Gaz lacrymogène de Turquie

NDLR: Un voyage de quelques jours a conduit le journaliste de La Tribune et collaborateur de La Nouvelle Jonathan Custeau à Istanbul, en Turquie, la fin de semaine dernière. Il nous rapporte des nouvelles des manifestations anti-Erdogan.


 Il brûle les yeux, le gaz lacrymogène de Turquie. La gorge aussi. Et il ne faut pas beaucoup de temps pour qu'il agisse. Le gaz lacrymogène de Turquie, je l'ai expérimenté un peu malgré moi dans l'une de ces manifestations anti-Erdogan, dans un bar d'Istanbul que je ne croyais pas au coeur de la zone envahie par les contestataires.
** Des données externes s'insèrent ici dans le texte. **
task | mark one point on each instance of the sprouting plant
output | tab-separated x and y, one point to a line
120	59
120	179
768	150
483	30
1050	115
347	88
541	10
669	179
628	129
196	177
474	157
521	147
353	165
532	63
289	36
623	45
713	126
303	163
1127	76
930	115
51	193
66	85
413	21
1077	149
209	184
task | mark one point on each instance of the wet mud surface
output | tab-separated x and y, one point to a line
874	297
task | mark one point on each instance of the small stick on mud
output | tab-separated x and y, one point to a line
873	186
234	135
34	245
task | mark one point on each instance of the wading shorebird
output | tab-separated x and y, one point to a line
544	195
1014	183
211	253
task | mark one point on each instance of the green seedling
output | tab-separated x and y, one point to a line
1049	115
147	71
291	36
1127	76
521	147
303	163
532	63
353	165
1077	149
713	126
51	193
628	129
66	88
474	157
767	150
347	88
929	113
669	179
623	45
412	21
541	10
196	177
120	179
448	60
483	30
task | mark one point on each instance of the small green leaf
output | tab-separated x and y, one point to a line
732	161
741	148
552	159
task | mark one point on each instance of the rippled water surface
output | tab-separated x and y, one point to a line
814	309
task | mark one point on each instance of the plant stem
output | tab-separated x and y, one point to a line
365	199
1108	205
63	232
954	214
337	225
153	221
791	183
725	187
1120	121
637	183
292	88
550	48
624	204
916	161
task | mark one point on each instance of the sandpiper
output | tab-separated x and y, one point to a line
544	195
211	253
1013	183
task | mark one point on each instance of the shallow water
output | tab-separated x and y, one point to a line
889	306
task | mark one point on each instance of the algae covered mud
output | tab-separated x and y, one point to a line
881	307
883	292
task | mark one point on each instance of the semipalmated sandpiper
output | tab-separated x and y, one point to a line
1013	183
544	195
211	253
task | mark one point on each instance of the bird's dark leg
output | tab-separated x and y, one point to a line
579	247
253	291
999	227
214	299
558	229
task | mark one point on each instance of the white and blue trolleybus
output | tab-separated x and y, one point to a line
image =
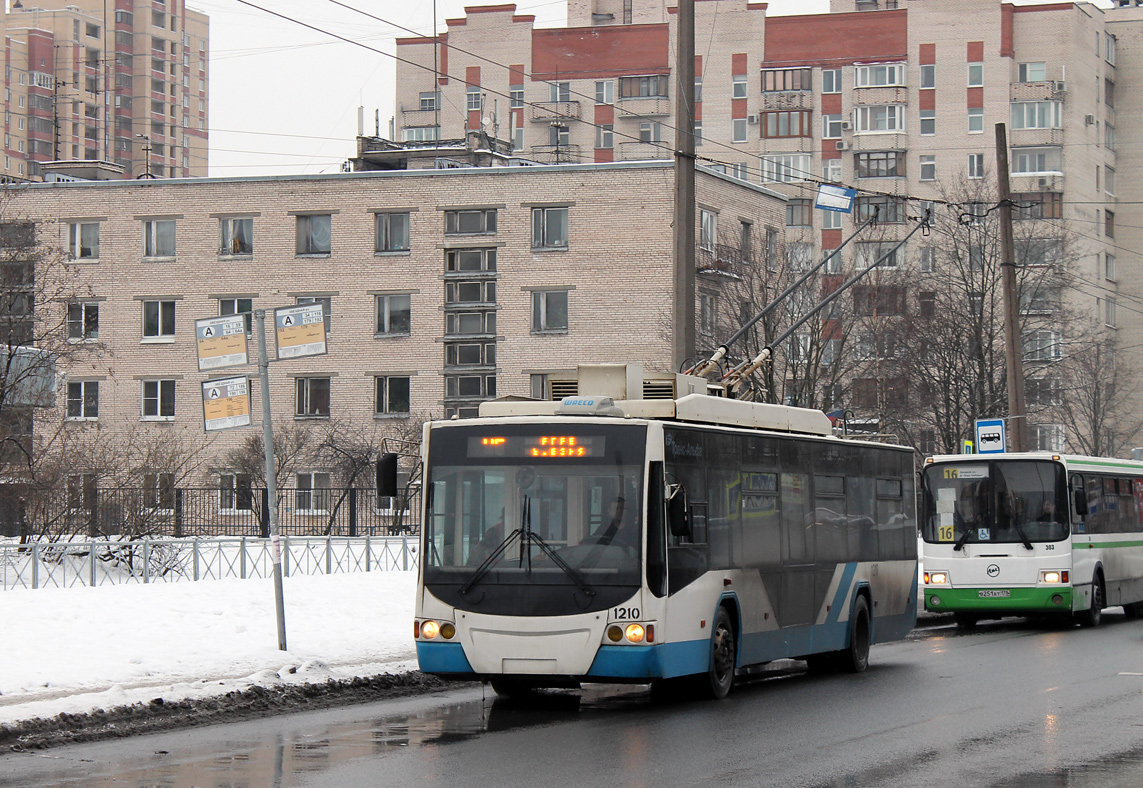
1032	534
615	540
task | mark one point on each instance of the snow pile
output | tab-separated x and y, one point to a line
82	649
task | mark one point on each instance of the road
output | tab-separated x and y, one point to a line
1012	705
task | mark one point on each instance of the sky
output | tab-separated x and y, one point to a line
74	650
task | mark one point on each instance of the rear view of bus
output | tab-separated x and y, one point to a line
1020	534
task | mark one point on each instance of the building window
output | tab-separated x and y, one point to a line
549	311
928	168
877	118
975	74
1031	72
975	165
159	400
605	136
1036	114
549	228
1042	345
84	320
975	120
159	238
470	222
644	87
928	76
84	240
327	305
786	124
1039	205
886	209
708	229
831	80
738	86
236	492
312	493
880	164
785	168
158	319
391	396
786	79
314	232
312	397
236	236
392	232
244	307
394	315
82	400
881	74
799	213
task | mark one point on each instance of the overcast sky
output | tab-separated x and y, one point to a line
285	97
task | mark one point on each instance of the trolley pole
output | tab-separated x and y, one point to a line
268	442
1017	420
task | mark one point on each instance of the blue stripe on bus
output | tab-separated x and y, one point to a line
442	658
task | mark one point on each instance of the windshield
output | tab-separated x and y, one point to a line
976	501
534	519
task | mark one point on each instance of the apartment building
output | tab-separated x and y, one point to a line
440	287
124	82
897	98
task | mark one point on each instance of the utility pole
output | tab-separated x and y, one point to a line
684	323
1017	412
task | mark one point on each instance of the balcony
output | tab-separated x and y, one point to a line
554	110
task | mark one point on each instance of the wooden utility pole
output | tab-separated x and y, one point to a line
1017	412
684	323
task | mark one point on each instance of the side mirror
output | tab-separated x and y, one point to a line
678	512
386	476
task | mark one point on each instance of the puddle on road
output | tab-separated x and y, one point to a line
1120	771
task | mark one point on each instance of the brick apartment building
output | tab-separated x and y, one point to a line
896	97
441	287
124	82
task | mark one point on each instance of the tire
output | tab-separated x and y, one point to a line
1094	614
510	687
724	655
855	659
965	620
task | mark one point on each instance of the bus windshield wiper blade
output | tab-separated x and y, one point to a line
487	563
964	538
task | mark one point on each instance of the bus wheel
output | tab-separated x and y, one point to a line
965	620
724	655
855	659
1094	614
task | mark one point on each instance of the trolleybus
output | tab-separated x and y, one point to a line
1032	534
615	540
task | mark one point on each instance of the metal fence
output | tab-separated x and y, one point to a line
90	563
198	511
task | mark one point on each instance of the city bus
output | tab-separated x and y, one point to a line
1032	534
600	539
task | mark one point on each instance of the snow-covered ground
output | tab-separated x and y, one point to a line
77	650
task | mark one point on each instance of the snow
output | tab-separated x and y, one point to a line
76	650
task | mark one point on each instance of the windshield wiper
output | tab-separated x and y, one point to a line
487	563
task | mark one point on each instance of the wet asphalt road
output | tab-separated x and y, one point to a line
1012	705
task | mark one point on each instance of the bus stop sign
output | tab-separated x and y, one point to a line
990	436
Samedi soir, alors que je célébrais ma dernière soirée au pays d'Ataturk, j'ai suivi un groupe de voyageurs de mon auberge dans un joli bar de Beyoglu, tout en haut de l'escalier d'un édifice d'au moins sept ou huit étages. Dans les rues, l'agitation était modérée. Des manifestants se mêlaient aux fêtards, leurs lunettes de plongée sur les yeux, un masque leur recouvrant la bouche. Ils donnaient l'impression de rentrer chez eux, défaits.
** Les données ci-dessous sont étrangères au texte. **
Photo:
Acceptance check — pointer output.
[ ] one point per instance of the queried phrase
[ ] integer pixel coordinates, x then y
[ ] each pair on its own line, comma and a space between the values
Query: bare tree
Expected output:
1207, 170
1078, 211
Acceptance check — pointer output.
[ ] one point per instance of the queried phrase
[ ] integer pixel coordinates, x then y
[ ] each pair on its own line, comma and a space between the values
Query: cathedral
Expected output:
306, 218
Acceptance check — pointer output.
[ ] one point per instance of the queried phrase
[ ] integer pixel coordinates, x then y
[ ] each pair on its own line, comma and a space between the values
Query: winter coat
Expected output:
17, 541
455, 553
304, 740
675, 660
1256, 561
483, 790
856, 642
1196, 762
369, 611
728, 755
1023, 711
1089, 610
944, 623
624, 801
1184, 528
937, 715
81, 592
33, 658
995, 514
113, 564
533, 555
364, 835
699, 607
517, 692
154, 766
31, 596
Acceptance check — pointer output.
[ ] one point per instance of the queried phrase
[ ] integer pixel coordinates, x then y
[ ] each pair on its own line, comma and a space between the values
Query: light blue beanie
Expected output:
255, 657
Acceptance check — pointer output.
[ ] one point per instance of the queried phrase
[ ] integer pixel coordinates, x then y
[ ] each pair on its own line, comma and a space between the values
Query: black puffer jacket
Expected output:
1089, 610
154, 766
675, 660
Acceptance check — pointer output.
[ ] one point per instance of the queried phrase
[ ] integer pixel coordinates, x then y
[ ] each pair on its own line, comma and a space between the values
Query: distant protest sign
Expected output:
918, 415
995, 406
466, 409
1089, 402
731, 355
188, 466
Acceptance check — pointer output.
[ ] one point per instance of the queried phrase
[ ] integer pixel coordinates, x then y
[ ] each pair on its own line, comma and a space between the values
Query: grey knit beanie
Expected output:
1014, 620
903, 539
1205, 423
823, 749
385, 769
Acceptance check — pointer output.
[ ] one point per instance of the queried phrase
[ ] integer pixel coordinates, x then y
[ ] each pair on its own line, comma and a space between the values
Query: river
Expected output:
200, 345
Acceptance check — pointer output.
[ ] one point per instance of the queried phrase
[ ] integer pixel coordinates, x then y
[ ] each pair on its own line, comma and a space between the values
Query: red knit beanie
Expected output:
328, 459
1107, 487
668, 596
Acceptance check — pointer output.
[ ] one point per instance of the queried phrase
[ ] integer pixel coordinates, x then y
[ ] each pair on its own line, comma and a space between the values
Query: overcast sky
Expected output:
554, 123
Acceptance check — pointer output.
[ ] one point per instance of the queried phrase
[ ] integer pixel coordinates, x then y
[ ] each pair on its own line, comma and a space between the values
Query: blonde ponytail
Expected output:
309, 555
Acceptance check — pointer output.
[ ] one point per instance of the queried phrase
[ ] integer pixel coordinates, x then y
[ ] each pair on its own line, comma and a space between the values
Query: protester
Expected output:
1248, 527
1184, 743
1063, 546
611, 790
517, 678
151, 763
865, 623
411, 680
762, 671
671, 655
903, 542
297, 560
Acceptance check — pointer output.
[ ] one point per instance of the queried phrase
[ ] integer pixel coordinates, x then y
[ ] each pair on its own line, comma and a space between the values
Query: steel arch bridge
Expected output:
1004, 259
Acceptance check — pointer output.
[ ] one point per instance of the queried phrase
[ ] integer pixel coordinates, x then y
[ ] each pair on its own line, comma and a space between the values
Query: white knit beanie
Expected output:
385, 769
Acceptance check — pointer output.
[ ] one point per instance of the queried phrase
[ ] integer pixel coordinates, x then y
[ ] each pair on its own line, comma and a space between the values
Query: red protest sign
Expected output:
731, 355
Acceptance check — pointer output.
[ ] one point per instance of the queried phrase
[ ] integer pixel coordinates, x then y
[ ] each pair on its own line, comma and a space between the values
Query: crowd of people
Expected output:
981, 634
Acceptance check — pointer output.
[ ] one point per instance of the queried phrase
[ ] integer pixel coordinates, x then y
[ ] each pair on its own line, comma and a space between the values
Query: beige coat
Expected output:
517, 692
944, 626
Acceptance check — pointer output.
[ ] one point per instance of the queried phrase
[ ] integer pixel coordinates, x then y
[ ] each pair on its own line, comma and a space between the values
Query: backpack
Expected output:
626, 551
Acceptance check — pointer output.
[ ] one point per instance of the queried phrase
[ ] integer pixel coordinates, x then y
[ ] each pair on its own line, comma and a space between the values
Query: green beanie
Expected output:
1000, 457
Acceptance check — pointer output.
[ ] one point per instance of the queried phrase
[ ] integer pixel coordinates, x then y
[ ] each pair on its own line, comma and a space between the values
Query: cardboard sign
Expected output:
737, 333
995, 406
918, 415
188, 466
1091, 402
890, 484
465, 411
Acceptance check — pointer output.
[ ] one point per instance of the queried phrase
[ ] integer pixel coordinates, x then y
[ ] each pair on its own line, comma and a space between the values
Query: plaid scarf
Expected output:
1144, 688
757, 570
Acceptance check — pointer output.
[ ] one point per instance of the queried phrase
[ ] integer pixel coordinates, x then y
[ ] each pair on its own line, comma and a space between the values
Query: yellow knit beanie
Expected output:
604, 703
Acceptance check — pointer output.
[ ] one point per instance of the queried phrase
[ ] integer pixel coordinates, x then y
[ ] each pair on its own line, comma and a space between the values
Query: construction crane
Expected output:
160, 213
Fausse impression. Du haut de notre terrasse, une dizaine de minutes après notre arrivée, à travers les succès reggae qui faisaient danser une poignée d'étrangers, nous avons entendu un mouvement tout en bas, dans la rue. La foule courait, se rapprochait. Certains se couvraient les yeux et semblaient souffrir.
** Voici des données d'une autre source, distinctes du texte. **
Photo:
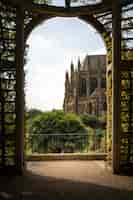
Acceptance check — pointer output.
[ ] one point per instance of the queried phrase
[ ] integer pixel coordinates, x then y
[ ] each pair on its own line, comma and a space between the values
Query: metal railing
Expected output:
64, 143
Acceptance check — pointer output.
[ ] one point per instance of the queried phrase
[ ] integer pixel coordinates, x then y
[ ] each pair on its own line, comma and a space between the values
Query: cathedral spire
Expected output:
67, 76
79, 64
72, 67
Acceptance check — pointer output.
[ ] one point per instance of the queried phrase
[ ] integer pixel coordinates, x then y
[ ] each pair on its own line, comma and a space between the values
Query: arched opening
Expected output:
90, 58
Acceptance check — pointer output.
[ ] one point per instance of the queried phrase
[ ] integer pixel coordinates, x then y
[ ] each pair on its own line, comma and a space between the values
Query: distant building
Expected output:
85, 87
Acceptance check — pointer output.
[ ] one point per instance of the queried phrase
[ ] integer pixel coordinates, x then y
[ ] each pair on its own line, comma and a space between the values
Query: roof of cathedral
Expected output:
96, 92
92, 63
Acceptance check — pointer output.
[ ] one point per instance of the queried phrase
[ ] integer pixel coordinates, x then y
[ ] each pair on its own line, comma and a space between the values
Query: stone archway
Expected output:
17, 20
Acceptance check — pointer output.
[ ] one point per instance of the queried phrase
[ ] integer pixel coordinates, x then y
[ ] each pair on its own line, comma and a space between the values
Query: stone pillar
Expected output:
19, 89
116, 58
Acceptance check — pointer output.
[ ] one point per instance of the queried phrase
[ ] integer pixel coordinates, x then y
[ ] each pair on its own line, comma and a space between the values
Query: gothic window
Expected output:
90, 108
83, 87
93, 84
103, 84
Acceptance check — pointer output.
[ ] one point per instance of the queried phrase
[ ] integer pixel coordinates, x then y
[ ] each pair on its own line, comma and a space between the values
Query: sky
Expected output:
52, 47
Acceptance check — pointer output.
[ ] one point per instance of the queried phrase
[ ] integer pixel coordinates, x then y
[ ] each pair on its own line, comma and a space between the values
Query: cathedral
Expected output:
85, 86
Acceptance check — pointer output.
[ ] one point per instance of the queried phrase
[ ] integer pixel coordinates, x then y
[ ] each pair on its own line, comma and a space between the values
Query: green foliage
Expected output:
44, 130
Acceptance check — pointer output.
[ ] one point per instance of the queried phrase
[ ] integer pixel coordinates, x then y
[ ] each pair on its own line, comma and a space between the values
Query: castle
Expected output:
85, 87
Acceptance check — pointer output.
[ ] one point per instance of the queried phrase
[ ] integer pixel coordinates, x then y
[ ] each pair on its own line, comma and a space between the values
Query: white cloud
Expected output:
52, 47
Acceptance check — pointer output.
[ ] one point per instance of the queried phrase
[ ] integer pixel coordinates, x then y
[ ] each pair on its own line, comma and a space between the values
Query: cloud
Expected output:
52, 47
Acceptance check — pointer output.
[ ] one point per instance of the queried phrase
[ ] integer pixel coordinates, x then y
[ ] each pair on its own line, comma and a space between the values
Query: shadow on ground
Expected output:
35, 187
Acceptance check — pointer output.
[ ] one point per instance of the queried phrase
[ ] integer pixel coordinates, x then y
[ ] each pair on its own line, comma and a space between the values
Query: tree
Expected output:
53, 132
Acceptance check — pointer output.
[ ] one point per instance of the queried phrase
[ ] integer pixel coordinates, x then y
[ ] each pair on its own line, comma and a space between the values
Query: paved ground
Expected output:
67, 180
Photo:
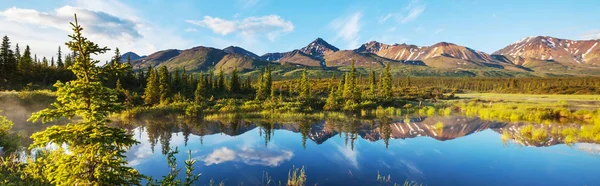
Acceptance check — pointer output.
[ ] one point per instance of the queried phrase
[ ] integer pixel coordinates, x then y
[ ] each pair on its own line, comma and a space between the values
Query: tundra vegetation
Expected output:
87, 95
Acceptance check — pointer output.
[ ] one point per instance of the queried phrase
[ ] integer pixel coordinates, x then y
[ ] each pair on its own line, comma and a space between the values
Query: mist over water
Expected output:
464, 151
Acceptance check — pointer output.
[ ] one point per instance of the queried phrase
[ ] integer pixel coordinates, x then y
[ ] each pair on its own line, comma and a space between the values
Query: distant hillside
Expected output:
533, 56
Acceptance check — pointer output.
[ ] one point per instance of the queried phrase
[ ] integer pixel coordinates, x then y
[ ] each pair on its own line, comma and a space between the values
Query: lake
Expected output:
467, 151
433, 150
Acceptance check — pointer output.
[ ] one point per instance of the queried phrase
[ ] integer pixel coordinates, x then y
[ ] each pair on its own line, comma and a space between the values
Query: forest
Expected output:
90, 94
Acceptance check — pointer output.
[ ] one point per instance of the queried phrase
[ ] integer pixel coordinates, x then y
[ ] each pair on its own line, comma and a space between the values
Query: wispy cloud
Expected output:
270, 26
107, 23
95, 22
438, 31
592, 34
191, 30
412, 14
383, 19
248, 3
249, 156
409, 13
347, 28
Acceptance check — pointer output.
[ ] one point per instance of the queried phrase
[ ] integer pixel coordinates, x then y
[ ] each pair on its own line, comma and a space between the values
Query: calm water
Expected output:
467, 151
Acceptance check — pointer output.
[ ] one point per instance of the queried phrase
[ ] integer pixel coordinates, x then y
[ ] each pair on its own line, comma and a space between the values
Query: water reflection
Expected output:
432, 150
436, 150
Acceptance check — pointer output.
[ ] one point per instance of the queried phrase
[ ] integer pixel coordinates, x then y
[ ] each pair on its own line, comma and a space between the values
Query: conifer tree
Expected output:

En quelques secondes, le nuage a grimpé les étages de notre édifice. Plus rapidement que le temps nécessaire pour fermer les fenêtres. Les plaintes émanaient tout à coup de la terrasse. Les yeux rougis, nos t-shirts couvrant nos bouches, nous partagions la même douleur en cherchant un endroit pour échapper au gaz.

Réfugiés un étage plus bas, à laver nos yeux à grande eau, nous avons attendu que le nuage passe son chemin. À vitesse grand V, nous avons dévalé les escaliers pour sauter dans un taxi qui nous ramènerait à l'écart des manifestations. Réfugiés dans notre bolide jaune, nous avons filé entre deux fronts, entre une horde de policiers qui n'entendaient pas à rire et une jeunesse en colère qui ne reculait devant rien. À un jet de pierre devant, un taxi s'était immobilisé. Deux hommes, matraques à la main, menaçaient les passagers.

Ce soir-là, ils étaient une dizaine de milliers à protester, à contester l'éviction du parc Gezi, survenue une semaine plus tôt. Gaz lacrymogène, canons à eau et balles de caoutchouc ont dissipé les mécontents vers 2 h du matin, près de sept heures après le début du mouvement de rébellion...

Calme en apparence

Je me trouvais à Istanbul depuis une semaine. Dans le quartier touristique de Sultanahmet, à l'ombre de la Mosquée bleue et du Palais Topkapi, pas un mot sur la grogne qui anime la Turquie depuis des semaines. Pas un signe de mécontentement. À moins de lire les nouvelles internationales en ligne, impossible de se douter que des affrontements ont cours au centre même de la ville.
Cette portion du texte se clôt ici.